C’était la première fois qu’ils se rencontraient depuis la grande répétition ; ils étaient très émus, car ils sentaient vaguement qu’ils ne devaient plus se revoir. Ils allaient se séparer, quand Lucien parut au détour de la route ; il fit reculer son cheval de quelques pas pour mieux les voir et les saluer à l’aise d’un air moqueur. Marcel pâlit de colère, Sabine eut peur. — Restez ici, lui dit-elle, restez, je le veux ! — Elle lui saisit la main et l’arrêta ; mais dès que Lucien eut disparu sous les arbres, Sabine, rougissant de cette familiarité qui semblait s’établir entre elle et Marcel, s’écarta vivement. Damianet se pendit à sa robe : — Pourquoi pars-tu ? dit-il, viens avec nous jusqu’à Seyanne ; c’est aujourd’hui la grande fournée, il y aura des galettes. Tiens, voilà des mûres, c’est tout pour toi ; les amis sont les amis.

Les mules s’étaient emportées au galop ; Marcel rappela son frère, et Sabine s’éloigna de son côté. Elle se laissa conduire au hasard par la chèvre, qui s’était débattue longtemps pour sortir de ces terrains sablonneux, sans herbages, et qui, libre maintenant, courait gaiement vers le pré, en tournant autour de sa maîtresse de toute la longueur de sa corde, à grands sauts et ruades, cassant à belles dents les jeunes pousses au milieu des taillis.
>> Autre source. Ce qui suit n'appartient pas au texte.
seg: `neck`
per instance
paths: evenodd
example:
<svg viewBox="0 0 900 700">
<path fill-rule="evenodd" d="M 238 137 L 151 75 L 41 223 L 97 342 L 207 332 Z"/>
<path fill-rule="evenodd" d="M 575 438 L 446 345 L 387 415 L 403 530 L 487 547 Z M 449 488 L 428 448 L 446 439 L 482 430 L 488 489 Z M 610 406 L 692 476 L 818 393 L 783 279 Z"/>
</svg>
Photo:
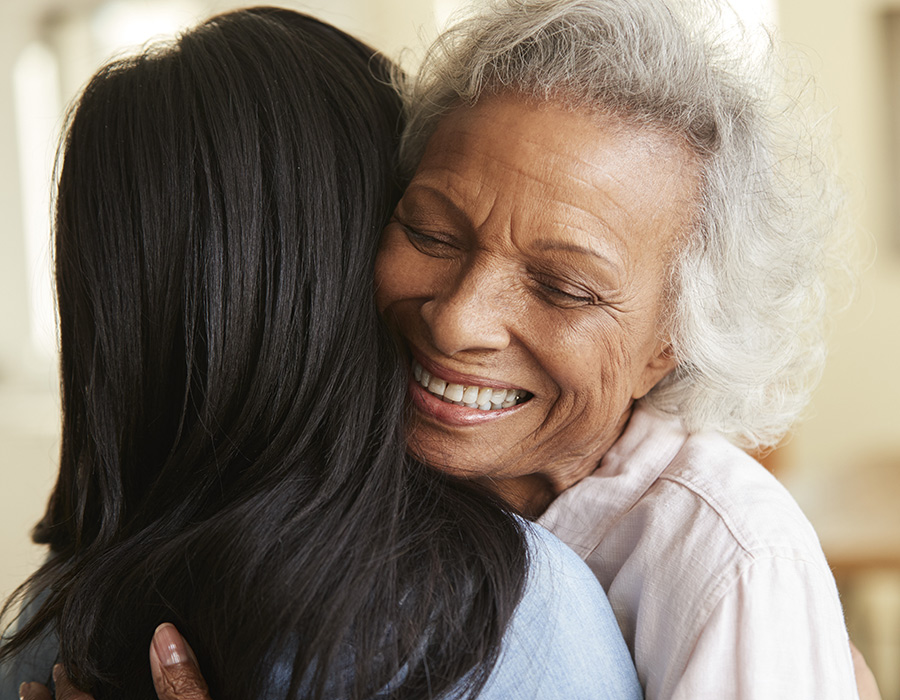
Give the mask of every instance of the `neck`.
<svg viewBox="0 0 900 700">
<path fill-rule="evenodd" d="M 526 474 L 506 479 L 481 480 L 485 487 L 500 496 L 524 518 L 537 518 L 564 488 L 555 488 L 544 474 Z"/>
</svg>

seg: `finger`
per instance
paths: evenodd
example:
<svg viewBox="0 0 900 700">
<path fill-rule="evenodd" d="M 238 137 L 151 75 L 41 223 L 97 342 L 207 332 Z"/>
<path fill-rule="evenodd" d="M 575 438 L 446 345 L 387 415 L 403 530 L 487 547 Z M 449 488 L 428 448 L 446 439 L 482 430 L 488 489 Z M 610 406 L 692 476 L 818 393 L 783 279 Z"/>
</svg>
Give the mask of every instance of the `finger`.
<svg viewBox="0 0 900 700">
<path fill-rule="evenodd" d="M 53 700 L 53 696 L 45 685 L 23 683 L 19 686 L 19 700 Z"/>
<path fill-rule="evenodd" d="M 175 626 L 167 622 L 153 634 L 150 672 L 159 700 L 211 700 L 197 657 Z"/>
<path fill-rule="evenodd" d="M 53 684 L 56 686 L 56 700 L 94 700 L 92 695 L 72 685 L 62 664 L 53 667 Z"/>
</svg>

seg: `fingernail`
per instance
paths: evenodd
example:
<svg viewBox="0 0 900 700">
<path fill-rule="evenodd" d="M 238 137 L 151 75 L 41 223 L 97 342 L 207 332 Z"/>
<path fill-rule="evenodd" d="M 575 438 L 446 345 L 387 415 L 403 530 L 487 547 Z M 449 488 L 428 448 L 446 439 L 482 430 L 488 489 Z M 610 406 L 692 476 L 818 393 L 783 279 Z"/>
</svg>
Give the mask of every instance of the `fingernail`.
<svg viewBox="0 0 900 700">
<path fill-rule="evenodd" d="M 153 648 L 163 666 L 174 666 L 188 660 L 184 640 L 175 626 L 164 622 L 153 633 Z"/>
</svg>

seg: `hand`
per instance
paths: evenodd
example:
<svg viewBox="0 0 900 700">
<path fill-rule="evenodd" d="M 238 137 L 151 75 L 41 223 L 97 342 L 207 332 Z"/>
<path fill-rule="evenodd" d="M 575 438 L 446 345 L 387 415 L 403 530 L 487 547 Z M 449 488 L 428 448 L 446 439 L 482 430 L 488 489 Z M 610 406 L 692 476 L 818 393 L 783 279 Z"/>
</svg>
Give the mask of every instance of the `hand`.
<svg viewBox="0 0 900 700">
<path fill-rule="evenodd" d="M 206 681 L 197 666 L 197 657 L 178 630 L 169 623 L 160 625 L 153 633 L 150 673 L 159 700 L 211 700 Z M 53 682 L 56 684 L 56 700 L 94 700 L 93 696 L 72 685 L 59 664 L 53 667 Z M 22 700 L 53 700 L 47 687 L 40 683 L 23 683 L 19 688 L 19 697 Z"/>
<path fill-rule="evenodd" d="M 859 649 L 853 646 L 853 642 L 850 642 L 850 654 L 853 656 L 853 671 L 856 673 L 859 700 L 881 700 L 881 692 L 878 690 L 875 676 Z"/>
</svg>

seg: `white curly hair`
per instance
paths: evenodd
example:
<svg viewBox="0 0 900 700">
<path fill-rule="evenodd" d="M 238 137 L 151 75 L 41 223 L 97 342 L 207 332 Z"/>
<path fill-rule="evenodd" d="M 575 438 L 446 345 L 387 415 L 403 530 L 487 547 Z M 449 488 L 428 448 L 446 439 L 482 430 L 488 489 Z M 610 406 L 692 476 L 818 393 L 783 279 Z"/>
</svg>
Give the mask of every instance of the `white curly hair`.
<svg viewBox="0 0 900 700">
<path fill-rule="evenodd" d="M 786 64 L 772 51 L 739 56 L 720 27 L 697 0 L 488 0 L 400 81 L 400 161 L 411 174 L 443 115 L 499 92 L 683 138 L 702 192 L 660 330 L 678 366 L 642 401 L 691 431 L 761 448 L 797 419 L 821 374 L 830 273 L 849 269 L 842 193 L 820 155 L 823 125 L 811 128 L 774 79 Z"/>
</svg>

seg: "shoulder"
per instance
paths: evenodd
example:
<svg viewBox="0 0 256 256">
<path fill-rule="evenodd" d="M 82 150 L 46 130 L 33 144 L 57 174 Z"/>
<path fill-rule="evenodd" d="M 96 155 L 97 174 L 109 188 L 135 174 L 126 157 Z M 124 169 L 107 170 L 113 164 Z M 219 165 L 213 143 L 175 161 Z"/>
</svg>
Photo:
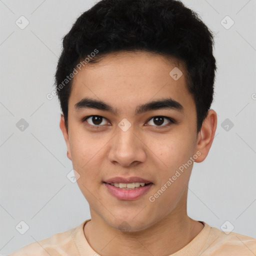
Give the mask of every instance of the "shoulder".
<svg viewBox="0 0 256 256">
<path fill-rule="evenodd" d="M 209 255 L 256 254 L 256 238 L 235 232 L 224 232 L 216 228 L 211 228 L 206 244 L 208 247 L 206 252 L 207 252 Z"/>
<path fill-rule="evenodd" d="M 61 256 L 63 255 L 64 250 L 67 248 L 68 248 L 68 252 L 76 252 L 76 250 L 74 252 L 74 248 L 76 250 L 74 237 L 80 228 L 80 226 L 64 232 L 56 234 L 46 239 L 35 242 L 20 248 L 8 256 Z"/>
</svg>

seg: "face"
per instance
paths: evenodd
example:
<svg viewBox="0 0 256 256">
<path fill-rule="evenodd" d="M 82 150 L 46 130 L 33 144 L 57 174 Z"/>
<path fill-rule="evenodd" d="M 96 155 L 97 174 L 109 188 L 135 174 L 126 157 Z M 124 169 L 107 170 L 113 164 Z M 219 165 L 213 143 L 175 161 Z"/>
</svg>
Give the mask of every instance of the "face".
<svg viewBox="0 0 256 256">
<path fill-rule="evenodd" d="M 194 162 L 206 156 L 198 152 L 201 137 L 185 70 L 172 60 L 171 64 L 162 56 L 138 52 L 112 54 L 88 64 L 74 78 L 68 134 L 60 120 L 68 156 L 92 218 L 113 228 L 143 230 L 178 208 L 186 212 Z M 176 67 L 183 73 L 178 80 L 170 74 Z M 96 107 L 92 102 L 88 106 L 85 98 L 108 106 Z M 169 101 L 142 108 L 164 100 Z M 132 176 L 151 184 L 114 192 L 114 186 L 104 183 Z M 132 194 L 136 190 L 140 196 Z"/>
</svg>

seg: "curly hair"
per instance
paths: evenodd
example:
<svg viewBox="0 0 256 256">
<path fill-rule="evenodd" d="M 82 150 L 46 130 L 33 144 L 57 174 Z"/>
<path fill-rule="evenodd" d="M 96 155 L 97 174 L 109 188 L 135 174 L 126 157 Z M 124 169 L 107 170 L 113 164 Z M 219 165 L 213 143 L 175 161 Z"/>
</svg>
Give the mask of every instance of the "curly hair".
<svg viewBox="0 0 256 256">
<path fill-rule="evenodd" d="M 68 129 L 72 79 L 58 88 L 95 50 L 90 63 L 108 53 L 146 50 L 176 57 L 186 64 L 186 84 L 194 100 L 201 129 L 214 94 L 216 60 L 212 32 L 198 14 L 175 0 L 102 0 L 82 13 L 62 38 L 55 74 L 56 94 Z"/>
</svg>

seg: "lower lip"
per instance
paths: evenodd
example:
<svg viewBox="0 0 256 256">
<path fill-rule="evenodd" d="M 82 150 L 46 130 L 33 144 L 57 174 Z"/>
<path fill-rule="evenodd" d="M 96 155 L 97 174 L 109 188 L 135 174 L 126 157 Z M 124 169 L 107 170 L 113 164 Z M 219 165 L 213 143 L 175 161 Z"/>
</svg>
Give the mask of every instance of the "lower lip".
<svg viewBox="0 0 256 256">
<path fill-rule="evenodd" d="M 153 184 L 150 183 L 144 186 L 139 186 L 134 189 L 124 190 L 116 188 L 108 183 L 104 183 L 108 192 L 120 200 L 134 200 L 146 193 Z"/>
</svg>

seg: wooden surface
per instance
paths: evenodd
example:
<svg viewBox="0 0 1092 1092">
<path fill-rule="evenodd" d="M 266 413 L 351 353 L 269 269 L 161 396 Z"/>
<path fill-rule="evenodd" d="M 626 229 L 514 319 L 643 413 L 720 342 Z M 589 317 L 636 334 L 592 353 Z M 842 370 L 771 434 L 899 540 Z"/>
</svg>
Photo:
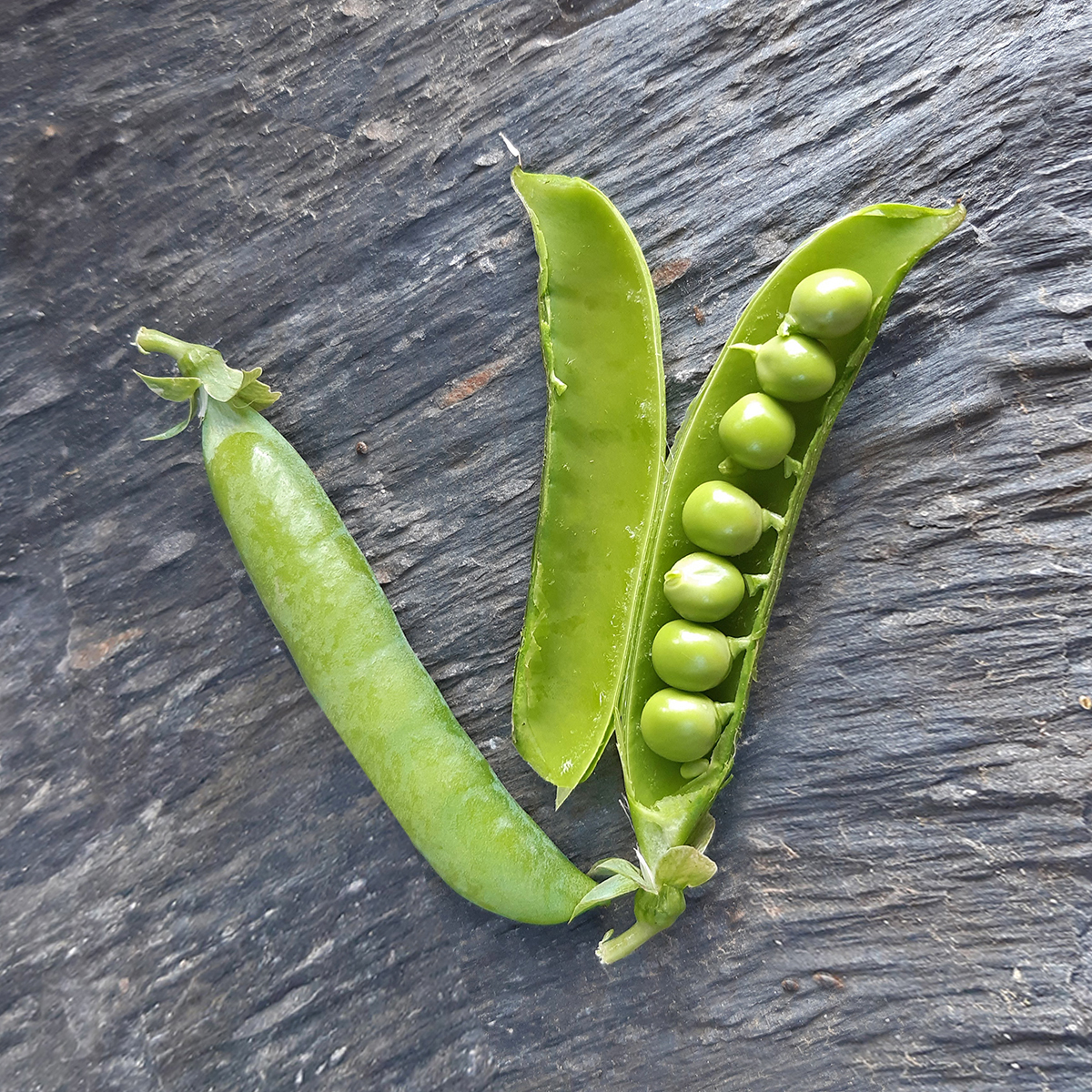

A l’Olivette, Sabine rencontra Espérit, qui rôdait autour de la Pioline en habits de fête. — Il fait bon qu’on vous rencontre, dit-il, j’ai à vous parler. J’étais déjà monté jusqu’à la terrasse, mais de la porte j’ai entendu la voix de Mlle Blandine dans le salon, et si fort, si fort, que la frayeur m’a pris. Je n’ose plus entrer. Ah ! mademoiselle Sabine !

Il la regardait avec une tristesse inquiète et ne pouvait se décider à parler.

— Eh bien ! quoi, mon ami ? lui dit-elle.

— Notre demoiselle, répondit Espérit en prenant son courage à deux mains, oui ou non, suis-je votre ami ? Eh bien ! sur ma foi, il ne faut pas que ce mariage se fasse.

— Mais quel mariage ? Que dis-tu ?

— Avec Lucien, pardi ! Mauvaise affaire, notre demoiselle, mauvaise affaire, croyez-moi. Ce Lucien ne vous va guère, je vous le jure ; il ne faut pas l’épouser.

— Mais ni lui ni personne, mon pauvre Espérit, dit-elle en s’efforçant de sourire.